Data Scientist and nice guy
Hi all! In the interest of keeping up with the latest and greatest in LLMs, I’ve been collecting some articles and will hopefully have time to work through each. Typically my process is to take notes as I read a paper and then summarize as a blog post. I decided to take a page from…basically everyone else’s book and start using ChatGPT to help me out here.
So for any post I’m using ChatGPT, i’ll mention up front. To be clear - I’m not wholesale copy-pasting from ChatGPT, I just haven’t seen it produce anything ready for prime time without substantial editing. But ChatGPT gives me the bones, which is pretty useful.
My prompt to generate this:
Turn the following outline into a blog post. The sub-bullets are relevant to the higher level information. The top-level bullets should be the headings of the different sections, with relevant information below. Try not to be too wordy
Platypus: Quick, Cheap, and Powerful Refinement of LLMs
Open-Platypus Dataset: This dataset is curated from public sources, with primarily human-generated content. This approach enables impressive model performance even with limited training time.
Data Curation Process: The Open-Platypus dataset is the product of data selection, where similar and duplicate entries are weeded out.

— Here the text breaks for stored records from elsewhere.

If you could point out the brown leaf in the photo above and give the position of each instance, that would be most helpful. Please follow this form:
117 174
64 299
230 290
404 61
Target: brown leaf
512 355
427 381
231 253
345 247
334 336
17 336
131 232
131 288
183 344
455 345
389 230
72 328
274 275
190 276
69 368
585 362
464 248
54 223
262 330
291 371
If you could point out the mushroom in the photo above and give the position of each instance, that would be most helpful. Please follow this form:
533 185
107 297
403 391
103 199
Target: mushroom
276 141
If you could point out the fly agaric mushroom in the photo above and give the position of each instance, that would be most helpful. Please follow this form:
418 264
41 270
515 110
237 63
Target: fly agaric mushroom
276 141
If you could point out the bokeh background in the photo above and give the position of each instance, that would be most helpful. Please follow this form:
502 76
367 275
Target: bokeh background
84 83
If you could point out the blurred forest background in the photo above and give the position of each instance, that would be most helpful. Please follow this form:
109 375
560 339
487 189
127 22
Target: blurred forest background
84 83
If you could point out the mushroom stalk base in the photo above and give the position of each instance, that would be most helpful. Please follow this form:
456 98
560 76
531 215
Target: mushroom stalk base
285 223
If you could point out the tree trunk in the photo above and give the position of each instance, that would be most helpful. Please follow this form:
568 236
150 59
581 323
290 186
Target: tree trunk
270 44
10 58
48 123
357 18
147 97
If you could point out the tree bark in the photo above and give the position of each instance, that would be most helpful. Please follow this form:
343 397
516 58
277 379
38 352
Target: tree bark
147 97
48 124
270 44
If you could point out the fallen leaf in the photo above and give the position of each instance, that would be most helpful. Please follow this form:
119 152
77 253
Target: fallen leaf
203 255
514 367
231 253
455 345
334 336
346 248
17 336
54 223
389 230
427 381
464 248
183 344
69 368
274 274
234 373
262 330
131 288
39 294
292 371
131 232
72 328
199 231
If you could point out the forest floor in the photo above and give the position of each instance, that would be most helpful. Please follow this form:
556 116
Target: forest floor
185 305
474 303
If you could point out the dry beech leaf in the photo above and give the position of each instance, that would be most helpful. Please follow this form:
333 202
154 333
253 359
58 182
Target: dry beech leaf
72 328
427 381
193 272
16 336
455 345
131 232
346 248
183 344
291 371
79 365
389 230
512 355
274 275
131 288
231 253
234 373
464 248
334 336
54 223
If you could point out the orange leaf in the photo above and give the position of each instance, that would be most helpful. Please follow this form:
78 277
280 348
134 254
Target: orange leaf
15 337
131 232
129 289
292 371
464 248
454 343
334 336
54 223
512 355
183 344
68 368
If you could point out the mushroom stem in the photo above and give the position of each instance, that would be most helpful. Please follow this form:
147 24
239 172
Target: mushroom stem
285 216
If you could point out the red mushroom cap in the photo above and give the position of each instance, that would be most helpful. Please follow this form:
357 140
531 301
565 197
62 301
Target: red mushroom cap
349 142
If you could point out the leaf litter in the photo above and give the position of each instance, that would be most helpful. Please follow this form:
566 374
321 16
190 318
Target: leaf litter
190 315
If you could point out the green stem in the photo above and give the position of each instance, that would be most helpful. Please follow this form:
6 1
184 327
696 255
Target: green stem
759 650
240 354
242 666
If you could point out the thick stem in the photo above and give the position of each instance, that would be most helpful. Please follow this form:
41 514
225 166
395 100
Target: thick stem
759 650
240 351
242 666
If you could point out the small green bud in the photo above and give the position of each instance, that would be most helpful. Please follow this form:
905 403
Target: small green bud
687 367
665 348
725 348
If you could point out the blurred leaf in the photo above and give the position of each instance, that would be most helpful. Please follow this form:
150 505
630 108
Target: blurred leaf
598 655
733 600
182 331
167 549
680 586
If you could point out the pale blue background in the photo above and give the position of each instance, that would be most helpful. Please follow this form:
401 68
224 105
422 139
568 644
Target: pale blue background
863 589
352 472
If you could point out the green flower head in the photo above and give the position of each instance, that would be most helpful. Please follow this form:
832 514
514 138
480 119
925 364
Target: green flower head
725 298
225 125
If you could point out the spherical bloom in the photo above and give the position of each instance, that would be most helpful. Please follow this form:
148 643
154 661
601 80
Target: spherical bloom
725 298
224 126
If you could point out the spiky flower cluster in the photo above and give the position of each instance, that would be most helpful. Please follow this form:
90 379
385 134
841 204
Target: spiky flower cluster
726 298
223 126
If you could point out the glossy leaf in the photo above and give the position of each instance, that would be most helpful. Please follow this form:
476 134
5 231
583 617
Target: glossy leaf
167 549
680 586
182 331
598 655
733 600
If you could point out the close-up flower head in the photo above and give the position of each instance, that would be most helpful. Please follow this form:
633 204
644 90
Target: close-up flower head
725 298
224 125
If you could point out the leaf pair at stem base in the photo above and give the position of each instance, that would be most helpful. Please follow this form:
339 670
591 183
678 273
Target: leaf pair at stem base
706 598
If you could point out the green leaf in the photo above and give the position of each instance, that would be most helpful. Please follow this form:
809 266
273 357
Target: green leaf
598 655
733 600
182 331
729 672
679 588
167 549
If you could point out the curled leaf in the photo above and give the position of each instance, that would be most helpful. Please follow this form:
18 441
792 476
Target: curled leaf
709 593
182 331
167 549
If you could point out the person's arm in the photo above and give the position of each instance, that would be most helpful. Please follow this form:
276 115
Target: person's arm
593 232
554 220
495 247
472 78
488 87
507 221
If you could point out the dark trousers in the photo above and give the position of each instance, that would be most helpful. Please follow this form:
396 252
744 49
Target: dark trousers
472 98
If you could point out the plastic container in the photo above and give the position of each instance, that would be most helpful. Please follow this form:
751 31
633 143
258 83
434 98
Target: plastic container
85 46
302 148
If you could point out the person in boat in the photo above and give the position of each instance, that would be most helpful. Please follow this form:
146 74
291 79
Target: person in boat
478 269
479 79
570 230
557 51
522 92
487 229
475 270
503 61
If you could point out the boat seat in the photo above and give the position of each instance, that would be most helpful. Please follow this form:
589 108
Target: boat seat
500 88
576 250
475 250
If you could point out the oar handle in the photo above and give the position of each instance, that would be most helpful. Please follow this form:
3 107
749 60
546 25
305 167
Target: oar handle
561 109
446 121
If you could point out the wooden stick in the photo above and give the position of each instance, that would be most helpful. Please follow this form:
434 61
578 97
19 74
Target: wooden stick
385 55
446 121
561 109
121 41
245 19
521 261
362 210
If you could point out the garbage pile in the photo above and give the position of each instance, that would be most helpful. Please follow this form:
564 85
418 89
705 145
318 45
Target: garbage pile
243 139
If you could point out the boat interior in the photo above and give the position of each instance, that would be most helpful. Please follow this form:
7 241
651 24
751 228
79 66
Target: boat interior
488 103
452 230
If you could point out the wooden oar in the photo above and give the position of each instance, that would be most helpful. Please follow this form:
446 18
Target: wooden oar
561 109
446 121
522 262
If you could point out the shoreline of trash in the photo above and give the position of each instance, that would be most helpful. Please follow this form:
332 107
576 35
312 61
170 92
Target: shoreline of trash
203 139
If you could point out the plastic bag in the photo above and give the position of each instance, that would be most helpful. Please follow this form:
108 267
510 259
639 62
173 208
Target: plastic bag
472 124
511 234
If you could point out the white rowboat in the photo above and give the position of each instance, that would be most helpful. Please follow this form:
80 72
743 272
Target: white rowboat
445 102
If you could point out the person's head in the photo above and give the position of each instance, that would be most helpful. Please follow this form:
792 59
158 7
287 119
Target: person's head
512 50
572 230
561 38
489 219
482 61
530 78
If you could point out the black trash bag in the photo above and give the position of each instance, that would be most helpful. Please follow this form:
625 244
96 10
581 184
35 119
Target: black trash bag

Contamination Detection: To prevent inclusion of test data in training data, a cosine-similarity-based tagging system has been used.
Specialized LoRA Modules: The Platypus model is based on Low Rank Adapters (LoRA) on top of LLaMa-2 and other LLMs. This paper outlines details of that training.
The curation process is characterized by the following steps:
Cosine Similarity Filter: Duplicates and similar entries are tagged by cosine similarity metric on the vectors resulting from SentenceTransformers. Exact duplicates have been removed.
Emphasis on Verbosity: In cases of non-exact duplicates, Open-Platypus leans towards verbose versions of answers.
Contamination Checks: The process detects three distinct types of potential contamination between the test and training sets. These are flagged as part of the dataset.
Exact Duplicate: Identical entries.
Gray Area: Entries that might not be exact duplicates but cover similar knowledge.
Similar but Different: Entries that appear similar according to cosine similarity but are actually dissimilar.
Open-Platypus employs the LLaMA-2 model as a foundation, fine-tuning it using LoRA adapters. This approach minimizes the number of parameters under adjustment.
The 70B parameter model outperforms other open-source models. Both the 13B and 70B parameter models surpass the base LLaMA-2 models.
I found this paper interesting, but not particularly informative. It seems like some performance hacking was being done. I enjoy their attention to the underlying data, but their approach is fairly simplistic. Cosine similarity + SentenceTransformers is not particularly new. I would have been interested to see some experiments with their flagging and removal strategies, to really dig down into why, exactly, their model is doing better.
I’d be interested what people think of this article! I felt that I needed to do A LOT of editing to GPT’s output. Not sure if the end result is more useful than just the outline itself.